Волна благодарности и облегчения взметнулась бешеным ураганом. Он поднял ее руку, покрывая ее поцелуями, затем схватил Мойру в охапку, прижимая к себе. От раздавленных между их телами цветов исходил сладостный аромат. Он окунулся лицом в ее волосы, каждым дюймом кожи чувствуя ее близость. Последние слова лишь на мгновение приостановили его, но тут же нахлынувшая радость обретения бесследно унесла с собой все тревоги о завтрашнем дне.
Она склонила голову, предлагая поцелуй, и ее движение стало последней каплей, прорвавшей плотину чувств. Жажда — скорее духовная и душевная, чем физическая, — вызвала мгновенную реакцию. Сладкий вкус ее губ откликнулся во всем теле, пробуждая к жизни яростную и неукротимую страсть. Она лизнула его кончиком языка в символическом приятии.

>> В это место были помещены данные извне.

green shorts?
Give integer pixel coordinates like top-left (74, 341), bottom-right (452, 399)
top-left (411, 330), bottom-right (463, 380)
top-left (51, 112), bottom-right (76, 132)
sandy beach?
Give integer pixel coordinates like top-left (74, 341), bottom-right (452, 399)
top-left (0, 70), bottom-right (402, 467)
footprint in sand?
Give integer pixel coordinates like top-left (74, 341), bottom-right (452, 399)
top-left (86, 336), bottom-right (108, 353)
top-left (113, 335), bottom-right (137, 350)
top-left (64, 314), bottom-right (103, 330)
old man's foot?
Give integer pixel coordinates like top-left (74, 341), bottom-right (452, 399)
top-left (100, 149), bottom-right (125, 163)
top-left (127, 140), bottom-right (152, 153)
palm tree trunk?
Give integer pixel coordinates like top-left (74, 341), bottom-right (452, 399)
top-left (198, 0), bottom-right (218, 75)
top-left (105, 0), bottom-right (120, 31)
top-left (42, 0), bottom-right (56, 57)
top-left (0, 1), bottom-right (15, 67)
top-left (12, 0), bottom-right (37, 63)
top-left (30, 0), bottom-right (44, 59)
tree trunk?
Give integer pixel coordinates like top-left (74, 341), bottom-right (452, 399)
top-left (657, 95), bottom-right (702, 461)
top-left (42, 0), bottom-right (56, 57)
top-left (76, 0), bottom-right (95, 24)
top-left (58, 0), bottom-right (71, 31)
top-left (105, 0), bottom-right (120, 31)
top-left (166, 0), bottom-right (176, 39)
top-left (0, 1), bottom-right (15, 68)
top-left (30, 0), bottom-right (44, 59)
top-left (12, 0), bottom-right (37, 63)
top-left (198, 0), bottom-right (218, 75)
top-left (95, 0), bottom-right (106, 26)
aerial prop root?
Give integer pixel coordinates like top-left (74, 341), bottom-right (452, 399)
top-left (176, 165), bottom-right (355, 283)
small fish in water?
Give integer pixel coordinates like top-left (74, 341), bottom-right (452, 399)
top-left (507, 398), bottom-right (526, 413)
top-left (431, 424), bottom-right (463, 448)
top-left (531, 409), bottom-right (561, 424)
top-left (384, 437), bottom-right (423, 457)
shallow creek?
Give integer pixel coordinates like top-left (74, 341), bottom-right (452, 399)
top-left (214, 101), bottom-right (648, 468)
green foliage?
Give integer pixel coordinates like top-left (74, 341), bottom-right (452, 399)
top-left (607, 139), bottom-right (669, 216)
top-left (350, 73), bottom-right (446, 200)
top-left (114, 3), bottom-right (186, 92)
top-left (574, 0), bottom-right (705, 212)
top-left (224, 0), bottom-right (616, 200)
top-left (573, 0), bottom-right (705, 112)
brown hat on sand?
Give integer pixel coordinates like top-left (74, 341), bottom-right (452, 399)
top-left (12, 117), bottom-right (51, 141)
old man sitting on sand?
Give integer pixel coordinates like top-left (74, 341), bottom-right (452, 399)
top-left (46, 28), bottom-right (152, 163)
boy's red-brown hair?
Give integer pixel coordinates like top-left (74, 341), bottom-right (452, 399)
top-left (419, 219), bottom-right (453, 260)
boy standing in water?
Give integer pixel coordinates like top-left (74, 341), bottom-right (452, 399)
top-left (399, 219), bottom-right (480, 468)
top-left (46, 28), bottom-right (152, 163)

Он окружил ее плотно сплетенными в кольцо руками, боясь, что она может исчезнуть в любую минуту, если он хоть чуточку отпустит ее. Ему хотелось привязать эту женщину к себе, слить тела воедино, поглотить ее собой. Необузданная плоть заявила о себе в полный голос, заставляя прижиматься к ней еще сильнее; он исследовал языком ее рот в подобии единения, которого так жаждал. Она на мгновение отстранилась от него, разрывая поцелуй, но лишь для того, чтобы освободить зажатые меж телами руки и обнять его.
Он покрывал страстными поцелуями ее шею, пока не наткнулся на тяжело пульсирующую жилку за ухом. Его губы сомкнулись на горячих ударах, объединяя жизненные ритмы обоих сердец. Она слабо вскрикнула, приподнимаясь на цыпочках, вытягиваясь в струну от невыносимого желания.
— Я хочу тебя. Хочу. Всю. Сейчас, — пробормотал он, уткнувшись ей в плечо.
— Да.
Ее безоговорочное согласие окончательно свело его с ума. Он едва удержался, чтобы не бросить ее на землю.
— Где? В твоей комнате?
— В покоях. На твоей постели.
— Теперь и в твоей.
— В нашей постели.
Чтобы подняться наверх, ему пришлось разомкнуть объятия. Он взял ее за руку и повел через сад, не разбирая дороги, шагая по цветам и продираясь через плотные кусты живой изгороди.
Она следовала за ним, увлекаемая его целенаправленным движением, точно так же, как по пути в собор. Платье зацепилось за куст, и свет от факела на мгновение выхватил из темноты его лицо, когда он обернулся, чтобы сломать ветку. У нее вздрогнуло сердце. Там, в саду, говоря о своей любви к нему, она чувствовала себя смелой и уверенной. Сейчас же, увидев его возбуждение и ожидание, она даже слегка испугалась; от былого самообладания не осталось и следа.